Font Size:  

She smiles first. A soft grin that presses her dimples in deep.

I smile back. Because of course, I would. She’s Henley, the puppeteer to my happiness.

17

HENLEY

“Where are you going so early?”

Dropping my phone into my bag, I lean over Aaron—still curled on his side with his eyes closed in slumber—to kiss his temple.

“Coffee with friends.”

Opening a single eye, he smiles sleepily at me. “Tell whoever it is, I said hullo.”

My gut twists uncomfortably. “Will do.”

I’m a liar.

A cheat.

A girl born into deceit. A woman, whether I cared to admit it or not, who had adopted that same persona, comfortable in her dishonesty.

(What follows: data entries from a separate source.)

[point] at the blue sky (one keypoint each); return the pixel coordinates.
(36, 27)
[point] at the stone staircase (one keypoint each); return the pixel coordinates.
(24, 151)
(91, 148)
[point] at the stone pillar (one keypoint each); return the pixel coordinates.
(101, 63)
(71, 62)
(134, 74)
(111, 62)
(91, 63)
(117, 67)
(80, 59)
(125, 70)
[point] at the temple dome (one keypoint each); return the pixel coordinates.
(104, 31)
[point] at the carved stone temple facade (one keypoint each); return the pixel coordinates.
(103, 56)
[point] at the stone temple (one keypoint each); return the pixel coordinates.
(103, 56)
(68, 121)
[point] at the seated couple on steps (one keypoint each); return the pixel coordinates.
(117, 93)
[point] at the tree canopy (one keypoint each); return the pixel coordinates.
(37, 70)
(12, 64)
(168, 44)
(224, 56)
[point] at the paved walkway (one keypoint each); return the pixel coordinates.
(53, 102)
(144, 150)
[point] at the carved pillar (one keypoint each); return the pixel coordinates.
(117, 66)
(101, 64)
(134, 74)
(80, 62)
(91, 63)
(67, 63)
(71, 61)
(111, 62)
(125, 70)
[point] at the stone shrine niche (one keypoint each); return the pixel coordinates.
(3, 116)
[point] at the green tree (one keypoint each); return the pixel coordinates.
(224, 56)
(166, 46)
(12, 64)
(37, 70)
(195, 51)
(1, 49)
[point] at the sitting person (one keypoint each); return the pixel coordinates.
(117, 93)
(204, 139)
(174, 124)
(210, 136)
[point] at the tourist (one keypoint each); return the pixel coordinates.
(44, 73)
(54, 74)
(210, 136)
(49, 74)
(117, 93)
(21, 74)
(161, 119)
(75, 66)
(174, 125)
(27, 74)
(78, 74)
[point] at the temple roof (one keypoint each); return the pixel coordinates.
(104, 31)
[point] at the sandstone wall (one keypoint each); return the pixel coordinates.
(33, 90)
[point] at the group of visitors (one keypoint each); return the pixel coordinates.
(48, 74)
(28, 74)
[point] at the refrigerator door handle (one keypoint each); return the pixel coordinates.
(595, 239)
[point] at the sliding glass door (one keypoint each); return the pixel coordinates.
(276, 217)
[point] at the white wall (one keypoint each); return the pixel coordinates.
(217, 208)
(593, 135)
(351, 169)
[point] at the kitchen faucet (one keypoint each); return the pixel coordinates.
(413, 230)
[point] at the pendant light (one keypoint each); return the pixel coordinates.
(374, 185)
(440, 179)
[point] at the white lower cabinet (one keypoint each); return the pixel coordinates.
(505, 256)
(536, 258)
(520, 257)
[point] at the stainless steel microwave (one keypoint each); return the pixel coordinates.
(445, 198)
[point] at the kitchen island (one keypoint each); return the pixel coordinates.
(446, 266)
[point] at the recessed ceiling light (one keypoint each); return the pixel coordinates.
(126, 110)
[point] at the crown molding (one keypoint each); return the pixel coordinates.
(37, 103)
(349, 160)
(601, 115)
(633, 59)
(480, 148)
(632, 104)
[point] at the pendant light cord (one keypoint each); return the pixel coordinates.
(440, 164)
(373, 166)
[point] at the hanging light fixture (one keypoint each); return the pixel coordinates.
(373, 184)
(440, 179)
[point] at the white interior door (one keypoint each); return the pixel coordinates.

“We’re on shift together this efternuin.” Aaron yawns, his accent thicker in sleep. “Stay again tonight, and we’ll walk in together.”

His suggestion is innocent enough, but I find myself agitated all the same. Shame will do that to you, though.

“I swapped my shift,” I bite out unnecessarily, my irritation projected unfairly.

He frowns. “Why?”

I laugh nervously. “What are you? My mother?”

“Och, I hope not.” He sits up, his bedsheet bunching around his waist.

In the month or so we’ve been dating, I’ve never been inflamed by Aaron’s presence. In fact, he’s always had a calming effect on my edgy disposition. I met him on one of the first nights I arrived in Glasgow. I asked for a job, he asked for a date, and that was that.

He was handsome. And funny. And kind. He put me at ease, and I knew the moment I could take a full breath that I’d made the right decision. Leaving home was harder than I imagined it would ever be. Considering my upbringing, I was certain I’d fly out of my mother’s house without having packed a bag. But when the moment of truth came, I felt panicked. Jacinta, and Derrick for the time he was around, werealwaysthere. It felt as though they’d watched every breath I’d taken. They were a security blanket. I just didn’t know it.

His calming effect has morphed in mere seconds. A pleasant relief to an annoyance I feel overwhelmingly inconvenienced by.

“Sure I can’t convince you to be a few minutes late?” He waggles his dark eyebrows.

I roll my eyes. “A few minutes?”

“Love, you left me without last night,” he teases. “I’m a man starved.”

I throw a cushion at his face. “I might see you tonight,” I lie.

“My cock mourns what could’ve been.” His voice follows my exit, and I work to bury the self-reproach festering in my stomach.

I should’ve just been honest.

I’m meeting up with the boy who used to be my best friend.

Who, whether he calls for the title or not, remains that person for me.

My heart seizes at the mere thought of him.